Auf die Berufung der Klägerin wird das am 1.6.1995 verkün-dete Urteil der 21. Zivilkammer des Landgerichts Köln - 21 O 474/94 - wie folgt abgeändert und neu gefaßt:Die Beklagte wird verurteilt, in die Auszahlung des Gegen-wertes des Sparbriefs Nr. ... der V. V-bank AG C. in Höhe von 30.000,00 DM, seit dem 30.12.1991 hinterlegt beim AG C., 4 HL 62/91, an die Klägerin einzuwilligen. Die Kosten des Rechtsstreits trägt die Beklagte. Das Urteil ist vorläufig vollstreckbar.

Gründe

Die zulässige Berufung der Klägerin ist begründet. Die Beklagte

ist um ihre Stellung als Hinterlegungsgläubigerin ungerechtfertigt

bereichert und muß daher in die Auszahlung des hinterlegten

Betrages an die Klägerin einwilligen (§ 812 I 1 BGB;

Palandt/Thomas, BGB 55. Aufl., § 812 Rn 22 m.N.). Dementsprechend

ist der Urteilstenor formuliert worden, der in der Sache dem

Begehren der Klägerin entspricht.

Die verstorbene Stiefmutter der Klägerin (Mutter der Beklagten),

die V. V-bank C. und die Klägerin haben 1987/88 einen Vertrag

zugunsten der Klägerin geschlossen, wonach diese mit dem Tod der

Stiefmutter alle Rechte aus deren Konten, darunter dem Sparkonto

Nr. ..., erwerben sollte, ohne daß sie in den Nachlaß fielen (§ 331

BGB). Das ist unstreitig, so daß es nicht darauf ankommt, daß in

dem verwendeten Formular (Bl. 17 d.A.) die zutreffende Alternative

nicht angekreuzt worden ist. Am 17.8.1990 hat die Stiefmutter bei

der Bank einen Sparbrief zum Ausgabepreis von 30.000 DM gezeichnet,

der eine Laufzeit bis zum 20.8.1991 hatte. Der Gegenwert sollte dem

o.g. Sparkonto belastet, die anfallenden Zinsen und das Kapital bei

Fälligkeit unstreitig auf dieses Konto überwiesen werden. Insoweit

handelt es sich deshalb um einen Schreibfehler, wenn in der

Zeichnungsurkunde (Bl. 14 d.A.) das begünstigte Konto die Nr. ...
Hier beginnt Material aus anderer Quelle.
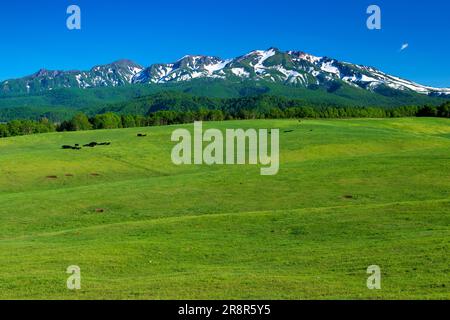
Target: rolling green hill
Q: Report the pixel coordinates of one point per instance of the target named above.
(350, 194)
statt ... trägt. In dem Schreiben der Bank an die Klägerin vom

5.9.1991 (Bl. 15 d.A.) ist dementsprechend auch die richtige

Konto-Nr. ... angegeben. Eine Sparbriefurkunde wurde

vereinbarungsgemäß nicht ausgestellt, wie aus dem Zeichnungsschein

hervorgeht. Vor Eintritt der Fälligkeit des Sparbriefs ist die

Stiefmutter verstorben. Weil die vier Erben sich nicht geeinigt

haben, hat die Bank die 30.000 DM beim AG C. hinterlegt.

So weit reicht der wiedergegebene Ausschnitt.